Government groups call for $300M to fund cyber grant program

Yuichiro Chino via Getty Images

Various state and local organizations urged the Senate in an open letter to appropriate the money for Fiscal Year 2027 to the State and Local Cybersecurity Grant Program.

Several state and local government groups called on the U.S. Senate to spend $300 million to fund a cybersecurity grant program in the coming fiscal year.

A joint letter from the National Association of State Chief Information Officers, the National League of Cities, the U.S. Conference of Mayors, the National Conference of State Legislatures and the International City/County Management Association urged appropriators to approve the money for the State and Local Cybersecurity Grant Program for Fiscal Year 2027.
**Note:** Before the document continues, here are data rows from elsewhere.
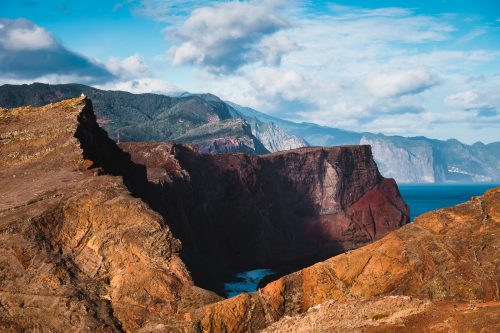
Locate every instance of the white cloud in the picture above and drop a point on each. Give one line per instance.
(466, 100)
(28, 51)
(21, 34)
(142, 85)
(412, 81)
(226, 36)
(132, 66)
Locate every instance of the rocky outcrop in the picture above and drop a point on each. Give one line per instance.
(273, 137)
(447, 259)
(77, 251)
(238, 212)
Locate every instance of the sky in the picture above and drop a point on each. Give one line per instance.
(408, 67)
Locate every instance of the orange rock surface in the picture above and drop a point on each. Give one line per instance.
(79, 252)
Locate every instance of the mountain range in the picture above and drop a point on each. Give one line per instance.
(214, 126)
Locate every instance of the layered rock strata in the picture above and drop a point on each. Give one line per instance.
(237, 212)
(89, 237)
(438, 274)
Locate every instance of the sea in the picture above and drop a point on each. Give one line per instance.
(423, 198)
(420, 197)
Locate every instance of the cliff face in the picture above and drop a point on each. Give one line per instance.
(238, 212)
(90, 238)
(77, 251)
(446, 259)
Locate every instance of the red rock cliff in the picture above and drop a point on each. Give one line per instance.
(235, 211)
(80, 250)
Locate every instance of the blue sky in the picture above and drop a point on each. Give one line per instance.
(398, 67)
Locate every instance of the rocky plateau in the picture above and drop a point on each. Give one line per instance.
(136, 237)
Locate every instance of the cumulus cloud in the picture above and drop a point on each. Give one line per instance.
(470, 100)
(408, 82)
(466, 100)
(226, 36)
(142, 85)
(133, 66)
(28, 51)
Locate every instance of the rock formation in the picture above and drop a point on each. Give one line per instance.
(96, 239)
(440, 273)
(77, 251)
(237, 212)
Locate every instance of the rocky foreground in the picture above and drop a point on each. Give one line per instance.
(90, 238)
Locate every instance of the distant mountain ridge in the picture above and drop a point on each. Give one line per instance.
(406, 159)
(217, 126)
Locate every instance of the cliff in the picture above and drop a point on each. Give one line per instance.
(78, 252)
(284, 210)
(439, 273)
(90, 238)
(215, 126)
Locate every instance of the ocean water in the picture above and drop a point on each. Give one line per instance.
(420, 197)
(246, 281)
(426, 197)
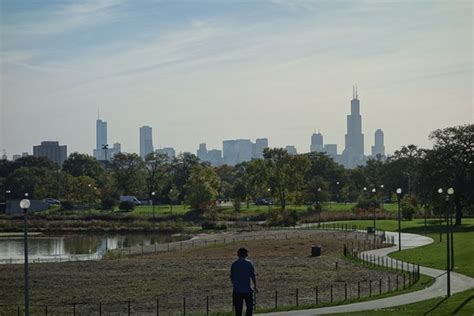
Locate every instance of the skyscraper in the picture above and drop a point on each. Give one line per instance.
(260, 145)
(379, 147)
(353, 154)
(146, 141)
(51, 150)
(317, 142)
(101, 139)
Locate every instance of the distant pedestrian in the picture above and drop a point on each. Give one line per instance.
(241, 272)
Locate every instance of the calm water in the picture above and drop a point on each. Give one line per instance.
(74, 247)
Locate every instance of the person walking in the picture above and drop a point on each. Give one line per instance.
(241, 272)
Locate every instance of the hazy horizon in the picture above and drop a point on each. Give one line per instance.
(206, 71)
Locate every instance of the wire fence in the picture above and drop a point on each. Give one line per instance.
(404, 275)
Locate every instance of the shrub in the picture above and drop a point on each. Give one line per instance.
(67, 205)
(126, 206)
(108, 204)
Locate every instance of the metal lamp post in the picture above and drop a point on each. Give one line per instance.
(399, 195)
(153, 202)
(25, 205)
(450, 192)
(374, 191)
(318, 206)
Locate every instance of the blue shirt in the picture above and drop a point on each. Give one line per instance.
(241, 272)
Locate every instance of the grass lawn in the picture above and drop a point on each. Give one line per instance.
(458, 304)
(434, 255)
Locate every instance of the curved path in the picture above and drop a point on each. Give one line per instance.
(459, 283)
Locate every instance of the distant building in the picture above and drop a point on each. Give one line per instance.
(379, 147)
(259, 147)
(101, 140)
(201, 153)
(353, 154)
(291, 150)
(116, 149)
(168, 151)
(146, 141)
(237, 151)
(316, 143)
(51, 150)
(330, 150)
(214, 156)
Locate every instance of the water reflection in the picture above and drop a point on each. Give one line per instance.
(74, 247)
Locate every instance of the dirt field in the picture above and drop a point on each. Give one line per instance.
(193, 274)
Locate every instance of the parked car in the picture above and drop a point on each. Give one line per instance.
(52, 201)
(263, 202)
(130, 198)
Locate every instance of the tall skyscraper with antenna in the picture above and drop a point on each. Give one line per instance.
(353, 154)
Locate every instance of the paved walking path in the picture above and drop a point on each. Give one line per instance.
(459, 283)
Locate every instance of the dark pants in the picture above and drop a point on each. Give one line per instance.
(238, 300)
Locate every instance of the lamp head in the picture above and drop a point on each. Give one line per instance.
(25, 204)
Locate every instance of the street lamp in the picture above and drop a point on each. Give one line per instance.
(440, 191)
(25, 205)
(450, 192)
(399, 195)
(153, 202)
(374, 191)
(318, 206)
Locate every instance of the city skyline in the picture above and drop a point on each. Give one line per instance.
(210, 71)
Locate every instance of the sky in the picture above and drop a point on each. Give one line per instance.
(206, 71)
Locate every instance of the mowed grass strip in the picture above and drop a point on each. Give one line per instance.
(434, 255)
(458, 304)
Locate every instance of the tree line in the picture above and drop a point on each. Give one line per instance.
(283, 178)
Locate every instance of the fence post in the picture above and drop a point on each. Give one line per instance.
(184, 305)
(331, 294)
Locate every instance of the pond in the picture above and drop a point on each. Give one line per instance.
(53, 248)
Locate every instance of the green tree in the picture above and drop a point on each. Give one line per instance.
(129, 174)
(202, 187)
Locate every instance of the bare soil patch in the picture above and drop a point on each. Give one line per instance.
(283, 265)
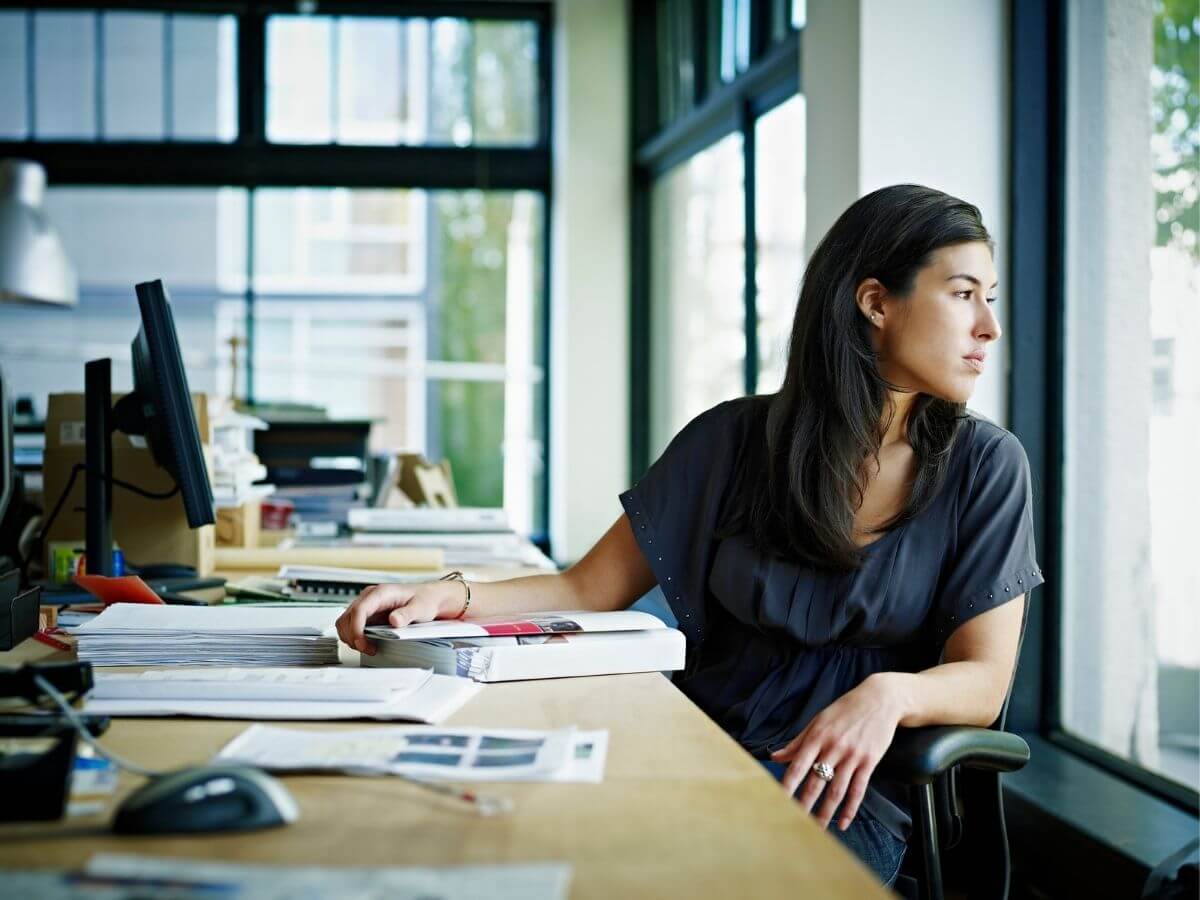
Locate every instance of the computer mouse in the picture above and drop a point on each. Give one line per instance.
(207, 798)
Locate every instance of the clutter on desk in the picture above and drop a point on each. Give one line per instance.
(118, 589)
(109, 876)
(336, 583)
(387, 558)
(93, 783)
(18, 610)
(148, 531)
(431, 519)
(433, 754)
(144, 635)
(463, 551)
(435, 700)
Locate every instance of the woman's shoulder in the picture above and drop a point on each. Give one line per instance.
(987, 444)
(730, 418)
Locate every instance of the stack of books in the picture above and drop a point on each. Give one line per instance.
(151, 635)
(235, 467)
(550, 645)
(317, 585)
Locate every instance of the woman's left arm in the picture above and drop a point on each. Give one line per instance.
(853, 732)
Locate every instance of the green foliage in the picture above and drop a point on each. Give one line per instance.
(1176, 118)
(472, 255)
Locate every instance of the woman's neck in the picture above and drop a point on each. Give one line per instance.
(894, 424)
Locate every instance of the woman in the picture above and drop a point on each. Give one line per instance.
(843, 555)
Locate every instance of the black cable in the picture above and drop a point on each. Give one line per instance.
(65, 708)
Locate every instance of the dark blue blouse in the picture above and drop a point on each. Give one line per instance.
(772, 643)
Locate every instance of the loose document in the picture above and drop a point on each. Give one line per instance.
(432, 754)
(282, 694)
(119, 876)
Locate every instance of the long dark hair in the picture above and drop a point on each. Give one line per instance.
(802, 475)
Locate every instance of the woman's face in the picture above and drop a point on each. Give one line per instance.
(936, 339)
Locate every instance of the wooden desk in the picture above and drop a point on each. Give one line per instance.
(683, 810)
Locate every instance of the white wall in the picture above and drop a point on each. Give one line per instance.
(589, 307)
(912, 91)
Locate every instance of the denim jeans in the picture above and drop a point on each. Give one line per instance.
(867, 838)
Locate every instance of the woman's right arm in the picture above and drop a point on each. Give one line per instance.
(611, 576)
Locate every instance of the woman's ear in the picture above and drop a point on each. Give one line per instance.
(870, 297)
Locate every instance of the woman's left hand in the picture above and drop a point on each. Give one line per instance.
(851, 736)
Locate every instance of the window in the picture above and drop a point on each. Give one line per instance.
(329, 233)
(779, 225)
(696, 283)
(720, 133)
(1131, 624)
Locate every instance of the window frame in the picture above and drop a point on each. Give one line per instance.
(709, 114)
(1036, 413)
(251, 161)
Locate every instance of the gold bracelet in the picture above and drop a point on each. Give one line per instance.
(457, 576)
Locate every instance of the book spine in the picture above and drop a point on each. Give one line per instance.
(479, 664)
(463, 658)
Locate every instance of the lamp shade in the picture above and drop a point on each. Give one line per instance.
(33, 265)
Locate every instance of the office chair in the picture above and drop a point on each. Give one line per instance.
(958, 813)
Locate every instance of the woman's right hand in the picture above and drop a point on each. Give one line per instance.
(396, 605)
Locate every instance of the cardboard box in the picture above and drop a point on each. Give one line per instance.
(149, 531)
(239, 526)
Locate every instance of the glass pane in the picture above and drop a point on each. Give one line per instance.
(299, 79)
(118, 237)
(341, 240)
(779, 214)
(450, 118)
(13, 85)
(448, 363)
(133, 76)
(505, 83)
(697, 271)
(203, 78)
(799, 13)
(373, 81)
(1131, 661)
(65, 75)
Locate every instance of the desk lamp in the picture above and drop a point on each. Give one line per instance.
(33, 269)
(33, 265)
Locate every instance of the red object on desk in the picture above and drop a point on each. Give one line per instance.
(124, 589)
(45, 637)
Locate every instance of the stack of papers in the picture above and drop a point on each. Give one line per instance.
(552, 645)
(282, 694)
(150, 635)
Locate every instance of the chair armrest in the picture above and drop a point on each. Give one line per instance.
(919, 755)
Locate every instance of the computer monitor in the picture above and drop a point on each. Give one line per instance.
(160, 408)
(7, 455)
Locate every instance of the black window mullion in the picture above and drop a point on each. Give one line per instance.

The letter is addressed to Sens. Susan Collins, R-Maine, and Katie Britt, R-Ala., who chair the Senate Appropriations Committee and its Subcommittee on Homeland Security, respectively, as well as Sens. Patty Murray,, D-Wash., and Chris Murphy, D-Conn.,  the committee and subcommittee’s ranking members.

In it, the groups said the $1 billion SLCGP has “evolved to become a vital tool” for cybersecurity across state, local, Tribal and territorial governments, and they argued the call for $300 million is “consistent with the average funding levels" in the 2021 infrastructure law that established the program.

“The program has helped state and local governments, particularly smaller and rural communities with limited resources, implement critical protections, including multifactor authentication, endpoint detection and response, identity and access management, cyber incident response planning, statewide risk assessments, cybersecurity training and shared security services,” the letter says. Spokespeople for all four Senate addressees did not respond to Route Fifty’s requests for comment.

The four-year cyber grant program received a temporary authority extension through September as part of a government funding deal last year. The House voted in November to approve the Protecting Information by Local Leaders for Agency Resilience — or PILLAR — Act, which would reauthorize the grant program for another 10 years. A companion bill is pending in the Senate with only a one-year extension, but with a $300 million appropriation, hence this letter’s request.

For its part, the government groups said that level of funding “represents a prudent investment in the security of America’s public infrastructure.” They also called for a long-term authorization of the program so that governments can plan for what’s next.

“States and local governments require certainty to develop multi-year cybersecurity strategies and make sustained investments in personnel, technology, and shared services. A long-term authorization will preserve and strengthen the federal-state-local partnership that has made SLCGP such a success,” the letter says.

State and local leaders have said consistently that the cyber grant program has helped them strengthen their cybersecurity postures, although they have acknowledged that much more work lies ahead, hence the need for extra funding.

“The scale, speed, and complexity of today’s threat environment require sustained funding, operational flexibility, and the ability to respond at the pace of emerging threats,” Tennessee Chief Information Officer Kristin Darby said in written testimony before the House Homeland Security Committee’s Subcommittee on Cybersecurity, Infrastructure Protection, and Innovation last month. “The State and Local Cybersecurity Grant Program is one of the most effective tools available to strengthen our collective defense.”